Apabila tidak dapat memenuhi persyaratan lulus evaluasi studi tahap II maka mahasiswa dinyatakan DROP OUT/ tidak diperkenankan melanjutkan kegiatan akademik di FISIP UNPAR

e. Evaluasi keberhasilan studi tahap akhir (14 Semester)
a) Evaluasi Keberhasilan Studi Tahap Akhir dimaksudkan untuk menentukan apakah seorang mahasiswa telah mampu menyelesaikan program studinya atau diberhentikan. Evaluasi ini dilakukan terhadap mahasiswa yang telah mengikuti studi maksimal 14 semester atau tujuh tahun kuliah tetapi tidak termasuk cuti studi.
b) Seorang mahasiswa dinyatakan telah berhasil menyelesaikan program studi sarjana di Fakultas Ilmu Sosial dan Ilmu Politik Unpar apabila memenuhi syarat sebagai berikut:
(1) Telah memenuhi seluruh ketentuan kurikulum yang dipersyaratkan oleh program studi.
(2) Mencapai IPK minimum 2,00.
(3) Khusus bagi mahasiswa program sarjana, telah mencapai skor kemampuan berbahasa Inggris setara dengan skor TOEFL minimum 500, atau telah menempuh Tes Kemampuan Bahasa Inggris minimum 8 (delapan) kali terhitung sejak mahasiswa terdaftar sebagai mahasiswa di Universitas dengan skor kemampuan berbahasa Inggris setara dengan skor TOEFL minimum 450, yang dibuktikan dengan sertifikat.
(4) Telah memenuhi seluruh kewajiban akademik dan administrasi yang dipersyaratkan oleh program studi / Universitas.
c) Khusus Mata kuliah yang dikelompokkan sebagai Mata kuliah Ujian Pengawasan Mutu, berlaku syarat kelulusan sebagai berikut: nilai harus minimal C.
d) Mahasiswa yang tidak memenuhi persyaratan Evaluasi Keberhasilan Tahap Akhir, tidak diijinkan untuk melanjutkan studi pada program studi yang sama di lingkungan Universitas, dan dinyatakan tidak lulus Evaluasi Keberhasilan Belajar Tahap Akhir.

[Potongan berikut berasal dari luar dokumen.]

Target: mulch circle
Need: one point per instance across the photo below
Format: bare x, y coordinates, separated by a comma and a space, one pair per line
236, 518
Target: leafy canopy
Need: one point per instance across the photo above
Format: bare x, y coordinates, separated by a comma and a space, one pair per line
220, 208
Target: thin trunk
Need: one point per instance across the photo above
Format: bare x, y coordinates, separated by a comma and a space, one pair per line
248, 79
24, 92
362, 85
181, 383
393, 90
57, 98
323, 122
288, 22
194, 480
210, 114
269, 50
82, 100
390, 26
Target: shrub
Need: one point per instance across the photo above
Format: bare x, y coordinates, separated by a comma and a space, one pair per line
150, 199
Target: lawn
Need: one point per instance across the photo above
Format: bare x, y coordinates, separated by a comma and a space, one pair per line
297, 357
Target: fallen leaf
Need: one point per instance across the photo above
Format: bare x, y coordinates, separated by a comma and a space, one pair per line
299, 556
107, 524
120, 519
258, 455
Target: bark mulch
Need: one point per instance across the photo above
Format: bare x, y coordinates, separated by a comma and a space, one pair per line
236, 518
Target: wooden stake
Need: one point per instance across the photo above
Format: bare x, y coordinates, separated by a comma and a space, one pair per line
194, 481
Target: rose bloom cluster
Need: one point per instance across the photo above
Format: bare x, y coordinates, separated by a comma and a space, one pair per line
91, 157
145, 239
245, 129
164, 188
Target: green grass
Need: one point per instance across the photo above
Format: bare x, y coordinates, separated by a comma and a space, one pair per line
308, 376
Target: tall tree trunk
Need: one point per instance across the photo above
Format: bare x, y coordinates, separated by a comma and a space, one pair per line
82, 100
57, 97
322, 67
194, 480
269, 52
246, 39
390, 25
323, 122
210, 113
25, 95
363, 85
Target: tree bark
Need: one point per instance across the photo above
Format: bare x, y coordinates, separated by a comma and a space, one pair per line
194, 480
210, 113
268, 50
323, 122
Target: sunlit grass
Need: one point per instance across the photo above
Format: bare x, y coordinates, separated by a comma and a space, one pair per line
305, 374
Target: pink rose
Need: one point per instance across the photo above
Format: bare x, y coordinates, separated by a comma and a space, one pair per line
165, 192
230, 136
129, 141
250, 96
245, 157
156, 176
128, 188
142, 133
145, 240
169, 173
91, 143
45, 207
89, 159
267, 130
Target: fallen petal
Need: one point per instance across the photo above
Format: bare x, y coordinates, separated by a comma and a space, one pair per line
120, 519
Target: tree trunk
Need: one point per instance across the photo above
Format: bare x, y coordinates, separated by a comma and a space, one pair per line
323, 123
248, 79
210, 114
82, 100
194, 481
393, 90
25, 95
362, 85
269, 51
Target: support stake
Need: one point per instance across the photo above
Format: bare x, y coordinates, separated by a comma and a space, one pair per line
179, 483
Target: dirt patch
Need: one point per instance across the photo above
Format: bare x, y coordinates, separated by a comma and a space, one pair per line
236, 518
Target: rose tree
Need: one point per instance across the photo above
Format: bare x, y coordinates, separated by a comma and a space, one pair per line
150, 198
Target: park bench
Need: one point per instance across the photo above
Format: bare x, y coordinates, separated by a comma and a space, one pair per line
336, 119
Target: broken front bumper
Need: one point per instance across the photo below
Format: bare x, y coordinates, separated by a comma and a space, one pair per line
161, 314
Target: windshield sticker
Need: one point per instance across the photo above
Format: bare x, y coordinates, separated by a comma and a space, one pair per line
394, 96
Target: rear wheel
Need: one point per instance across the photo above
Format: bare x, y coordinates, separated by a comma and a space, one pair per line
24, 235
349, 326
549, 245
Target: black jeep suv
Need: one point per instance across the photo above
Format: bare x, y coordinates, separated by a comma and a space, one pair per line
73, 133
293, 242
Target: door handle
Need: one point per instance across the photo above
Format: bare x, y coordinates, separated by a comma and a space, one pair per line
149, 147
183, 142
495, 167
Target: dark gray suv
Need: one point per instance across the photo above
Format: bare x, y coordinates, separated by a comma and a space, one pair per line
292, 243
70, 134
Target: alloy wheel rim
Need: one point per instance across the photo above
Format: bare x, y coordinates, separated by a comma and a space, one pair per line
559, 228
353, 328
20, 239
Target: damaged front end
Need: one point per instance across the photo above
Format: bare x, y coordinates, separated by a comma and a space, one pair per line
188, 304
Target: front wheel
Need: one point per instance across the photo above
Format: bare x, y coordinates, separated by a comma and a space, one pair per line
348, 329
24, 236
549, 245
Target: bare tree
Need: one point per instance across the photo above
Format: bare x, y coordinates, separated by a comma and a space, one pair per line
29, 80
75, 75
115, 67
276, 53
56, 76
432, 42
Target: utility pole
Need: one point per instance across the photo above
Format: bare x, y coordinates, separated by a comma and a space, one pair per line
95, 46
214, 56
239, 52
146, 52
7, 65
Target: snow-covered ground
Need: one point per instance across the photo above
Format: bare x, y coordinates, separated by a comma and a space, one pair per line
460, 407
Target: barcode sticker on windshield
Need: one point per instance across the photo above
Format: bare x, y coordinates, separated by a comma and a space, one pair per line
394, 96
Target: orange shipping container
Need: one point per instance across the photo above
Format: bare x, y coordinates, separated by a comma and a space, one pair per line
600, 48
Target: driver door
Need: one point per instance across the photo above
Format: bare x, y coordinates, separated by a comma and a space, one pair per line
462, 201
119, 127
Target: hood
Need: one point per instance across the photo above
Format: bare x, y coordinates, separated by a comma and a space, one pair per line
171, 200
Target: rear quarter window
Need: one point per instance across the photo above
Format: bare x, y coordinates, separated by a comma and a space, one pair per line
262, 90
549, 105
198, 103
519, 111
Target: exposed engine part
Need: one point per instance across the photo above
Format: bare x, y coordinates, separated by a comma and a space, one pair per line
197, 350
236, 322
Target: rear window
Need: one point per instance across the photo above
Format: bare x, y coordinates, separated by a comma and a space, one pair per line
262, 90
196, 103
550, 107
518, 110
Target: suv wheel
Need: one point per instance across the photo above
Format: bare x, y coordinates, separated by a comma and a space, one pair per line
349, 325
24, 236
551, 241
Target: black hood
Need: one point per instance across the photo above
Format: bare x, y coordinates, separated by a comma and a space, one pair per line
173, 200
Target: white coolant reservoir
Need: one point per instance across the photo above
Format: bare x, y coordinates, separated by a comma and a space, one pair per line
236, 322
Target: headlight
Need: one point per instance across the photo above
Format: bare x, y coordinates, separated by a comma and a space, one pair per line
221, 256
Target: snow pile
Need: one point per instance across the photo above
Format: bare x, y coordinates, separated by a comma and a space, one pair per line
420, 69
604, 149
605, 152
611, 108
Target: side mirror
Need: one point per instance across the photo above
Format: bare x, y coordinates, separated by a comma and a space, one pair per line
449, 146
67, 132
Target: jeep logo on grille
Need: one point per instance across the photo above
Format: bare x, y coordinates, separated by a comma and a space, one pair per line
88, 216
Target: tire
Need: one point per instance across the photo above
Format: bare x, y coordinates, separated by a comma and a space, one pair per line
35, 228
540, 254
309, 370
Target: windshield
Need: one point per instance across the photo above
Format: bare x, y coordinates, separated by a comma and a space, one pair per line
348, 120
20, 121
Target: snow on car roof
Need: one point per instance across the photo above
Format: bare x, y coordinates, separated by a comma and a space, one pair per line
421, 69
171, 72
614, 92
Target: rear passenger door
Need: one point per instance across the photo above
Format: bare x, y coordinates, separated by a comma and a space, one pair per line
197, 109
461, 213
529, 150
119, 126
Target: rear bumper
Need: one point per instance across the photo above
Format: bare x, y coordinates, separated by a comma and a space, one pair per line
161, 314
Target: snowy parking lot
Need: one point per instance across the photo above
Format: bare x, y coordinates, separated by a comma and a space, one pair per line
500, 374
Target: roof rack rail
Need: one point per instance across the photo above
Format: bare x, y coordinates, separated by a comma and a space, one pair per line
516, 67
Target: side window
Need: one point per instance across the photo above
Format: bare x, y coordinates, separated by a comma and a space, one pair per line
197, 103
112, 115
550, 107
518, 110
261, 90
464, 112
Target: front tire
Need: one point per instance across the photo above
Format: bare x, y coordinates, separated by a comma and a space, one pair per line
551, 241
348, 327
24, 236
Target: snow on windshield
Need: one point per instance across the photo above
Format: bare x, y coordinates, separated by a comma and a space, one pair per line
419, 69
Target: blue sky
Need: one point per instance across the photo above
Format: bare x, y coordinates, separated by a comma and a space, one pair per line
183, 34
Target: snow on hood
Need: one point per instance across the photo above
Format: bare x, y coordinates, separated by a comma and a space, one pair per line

Apabila seorang mahasiswa tidak mampu memenuhi ketentuan di atas, maka yang bersangkutan dinyatakan gagal.

Evaluasi Keberhasilan Belajar Tahap Akhir Program Magister
(1) Evaluasi Keberhasilan Belajar Tahap Akhir untuk program magister dilakukan pada akhir masa studi terpakai selama 8 (delapan) semester reguler, terhitung sejak terdaftar sebagai mahasiswa program magister di Universitas, tanpa memperhitungkan semester dimana mahasiswa diijinkan mengambil cuti studi.
(2) Persyaratan lolos Evaluasi Keberhasilan Belajar Tahap Akhir untuk program magister adalah
(a) Telah memenuhi seluruh ketentuan kurikulum yang dipersyaratkan oleh program studi.
(b) Mencapai IPK minimum 3,00.
(c) Telah memenuhi seluruh kewajiban akademik dan administrasi yang dipersyaratkan oleh program studi / Universitas.
(3) Mahasiswa yang tidak memenuhi persyaratan Evaluasi Keberhasilan Belajar Tahap Akhir untuk program magister, tidak diijinkan untuk melanjutkan studi pada program studi yang sama di lingkungan Universitas, dan dinyatakan tidak lulus Evaluasi Keberhasilan Belajar Tahap Akhir Program Magister.
(4) Penetapan mahasiswa yang tidak diijinkan melanjutkan studi sebagaimana diatur dalam poin 3 dilakukan dengan keputusan Rektor, disertai dengan transkrip akademik mata kuliah yang pernah ditempuh selama masa studi terpakai.